Host Faculty: Professor Ramesh Karri
While advances of semiconductor technology enable more and more cores to be integrated on a single chip, the underlying computational fabric is at the same time becoming increasingly unreliable. The transistors are pushed to operate near their quantum limit, raising an extraordinary challenge of guaranteeing application correctness in the face of elevated rate of transient, intermittent, and permanent errors. In such a highly unreliable environment, the challenge is not just to guarantee full fault resilience, but furthermore to provide resilience support in conjunction with the goals that designers already face, such as high performance, low power and low hardware cost.
To address this challenge, this talk presents two tightly-coupled techniques that detect hardware faults and recover from them within minimum amount of comparison and checkpointing operations. Only the instruction results that either influence the final program results or are needed during re-execution are compared for fault detection. Meanwhile, the main memory is protected against contamination by execution faults, thus drastically reducing the checkpointing overhead. These two techniques can be implemented through a minimum hardware extension to the register file and the cache. Their ability of delivering full resilience within maximum efficiency will broaden the applicability of redundant execution to systems of tight power and resource constraints.

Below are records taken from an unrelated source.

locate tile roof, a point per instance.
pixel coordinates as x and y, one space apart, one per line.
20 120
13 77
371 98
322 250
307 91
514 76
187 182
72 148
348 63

Dr. Chengmo Yang received a B.S. degree in Microelectronics from Peking University, China in 2003, a M.S. and a Ph.D. degree in Computer Engineering from the University of California, San Diego in 2005 and 2010, respectively. She is currently an assistant professor in the Department of Electrical and Computer Engineering at the University of Delaware. Her research interests lie in the broad areas of computer architecture and embedded systems, with a particular focus on the development of reliable and power-efficient multi/many core systems. She is currently recruiting Ph.D. students.